Benefits of Remote Working

 

You Can Work Whenever You Are Most Productive

 

Working from home can be a blessing or a curse. Some people say it’s the best because they no longer have to commute and are able to work in their pajamas, while others feel like giving up on an idea that requires solitude if they don’t know how disciplined enough of a person needs this sort of environment all day long for weeks at a time.
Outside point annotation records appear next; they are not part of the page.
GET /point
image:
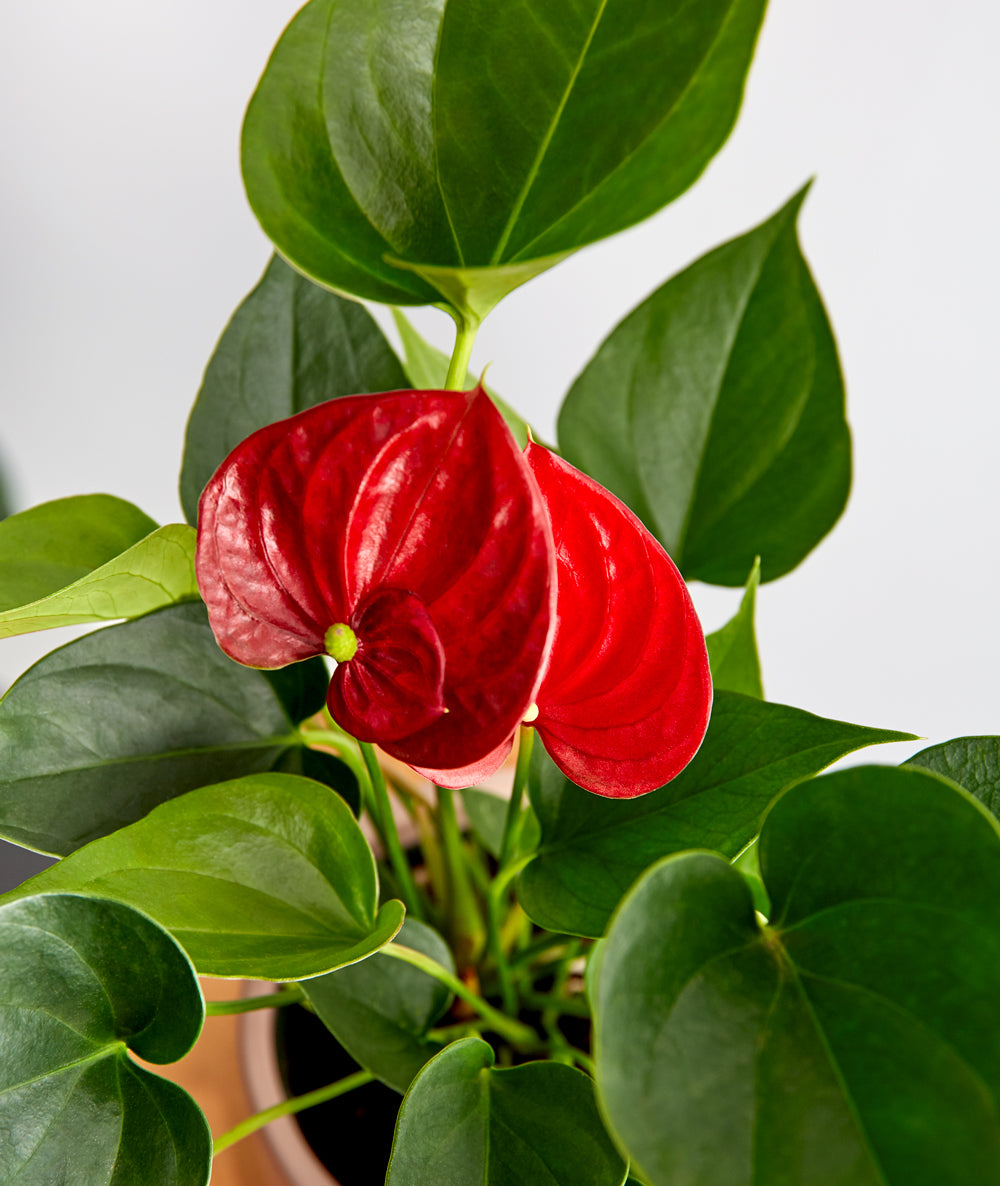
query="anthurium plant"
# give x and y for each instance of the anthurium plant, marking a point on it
(660, 947)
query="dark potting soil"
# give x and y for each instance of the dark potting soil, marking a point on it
(352, 1135)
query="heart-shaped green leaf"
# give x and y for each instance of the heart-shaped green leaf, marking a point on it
(592, 848)
(852, 1041)
(104, 728)
(715, 410)
(466, 1121)
(267, 877)
(380, 1009)
(55, 544)
(412, 152)
(732, 650)
(288, 346)
(153, 573)
(82, 982)
(973, 763)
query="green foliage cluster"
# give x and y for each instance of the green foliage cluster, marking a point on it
(790, 975)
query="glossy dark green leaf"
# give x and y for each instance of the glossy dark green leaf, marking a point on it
(82, 982)
(732, 650)
(973, 763)
(556, 125)
(155, 572)
(849, 1043)
(294, 185)
(267, 877)
(409, 151)
(715, 410)
(288, 346)
(380, 1009)
(426, 368)
(592, 848)
(466, 1121)
(51, 546)
(108, 726)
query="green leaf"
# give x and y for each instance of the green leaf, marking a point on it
(108, 726)
(426, 368)
(593, 848)
(290, 345)
(155, 572)
(466, 1121)
(715, 410)
(55, 544)
(381, 1009)
(83, 982)
(853, 1041)
(267, 877)
(973, 763)
(558, 125)
(732, 650)
(411, 151)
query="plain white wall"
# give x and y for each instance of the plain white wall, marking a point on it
(127, 244)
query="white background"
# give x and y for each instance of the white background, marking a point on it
(127, 243)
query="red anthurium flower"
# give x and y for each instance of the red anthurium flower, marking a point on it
(626, 695)
(405, 535)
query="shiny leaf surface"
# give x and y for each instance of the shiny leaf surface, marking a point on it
(851, 1041)
(466, 1121)
(106, 727)
(592, 849)
(83, 982)
(55, 544)
(380, 1009)
(290, 345)
(344, 515)
(715, 410)
(267, 877)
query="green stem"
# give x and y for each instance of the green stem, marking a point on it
(517, 1034)
(291, 995)
(388, 828)
(458, 367)
(290, 1107)
(465, 923)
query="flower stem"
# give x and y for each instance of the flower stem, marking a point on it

I’m one who usually does not mind commuting but when someone told me about working remotely with moxie communications where there were plenty more perks than just being allowed to wear comfy clothes were too good to resist!
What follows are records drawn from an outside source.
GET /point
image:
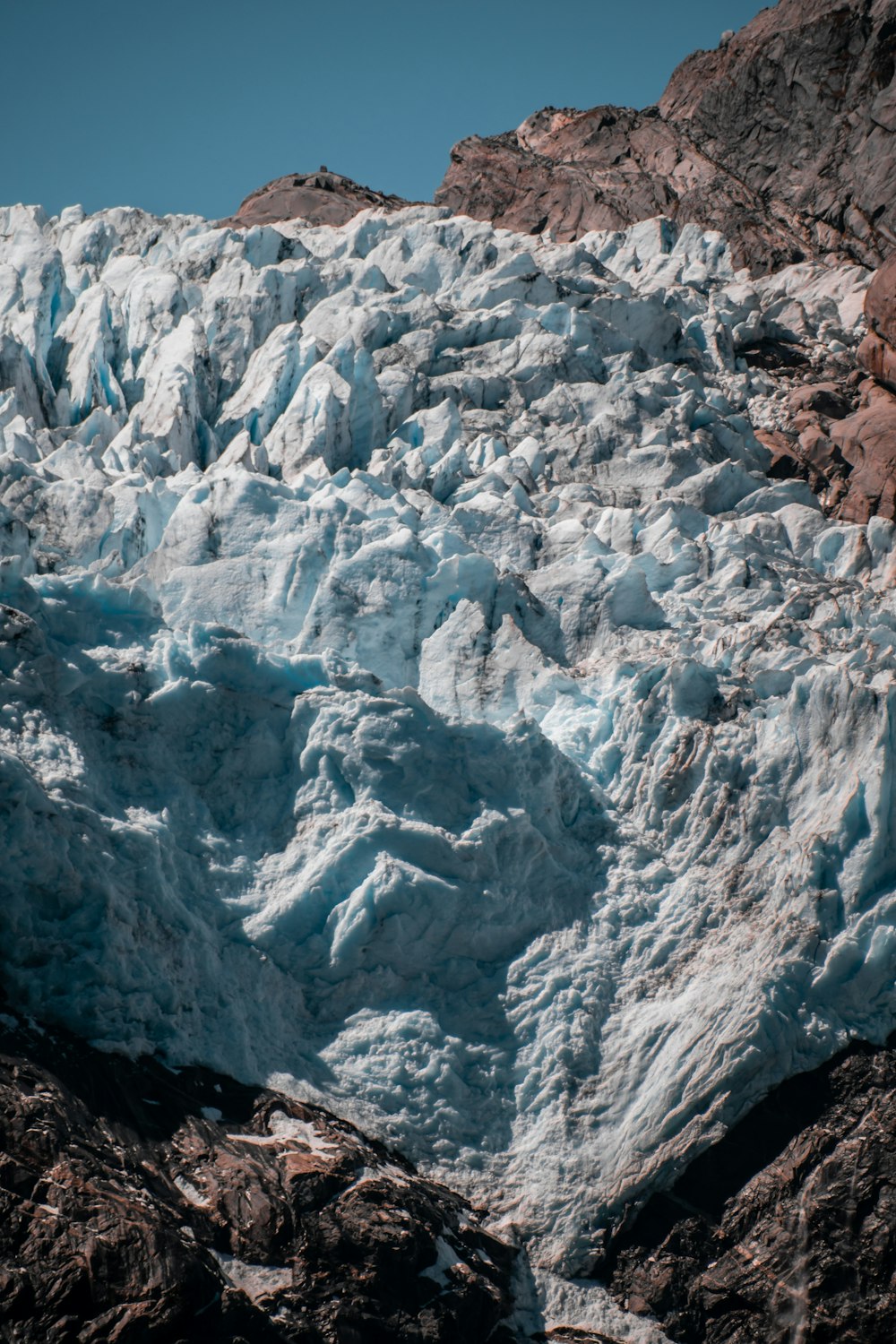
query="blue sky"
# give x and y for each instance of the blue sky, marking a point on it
(187, 105)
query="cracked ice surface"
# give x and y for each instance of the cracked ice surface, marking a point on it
(414, 688)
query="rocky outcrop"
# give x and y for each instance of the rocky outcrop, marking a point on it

I used to be chained down by an office job, but now that I’m a freelancer, my productivity is soaring. When you’re able to control when and where you work with no set hours or deadlines (at least for the most part), it’s amazing how much more productive your day can be just because of one simple change in mindset. It took me a while to get used to being so free-spirited about getting things done–to take advantage of windows instead of waiting until they open up on their own–but once I got past the initial mental hurdle everything became easier than ever before!

 

You Can Save Money

 

If you work from home, not only will your bank account thank you for cutting out the costs of commuting but other areas as well. You won’t have to force yourself into a suit and polished shoes if that’s not your style – no more separate wardrobes for work! And don’t forget about food savings since whipping up lunch or coffee at home is quite easy now that you’re in charge of when it happens.

Avoiding Office Politics

 

Although people might not be best friends with everyone at work, remote workers tend to skip the gossiping and posturing that occurs in traditional settings. The lack of idle chatting can also make for a better environment since it forces employees to focus on their tasks rather than wasting time conversing during business hours.

 

Be More Independent

 

The working world is changing, and while you might not have coworkers who are just a few feet away or an engineering team on the floor below to turn to when things get tough, that doesn’t mean you should be left in the dark. You can always ask questions for help if needed; but with all of these new tools at your fingertips – Google searches, free guides online- it’s easier than ever before to find what we need quickly without having anyone else involved!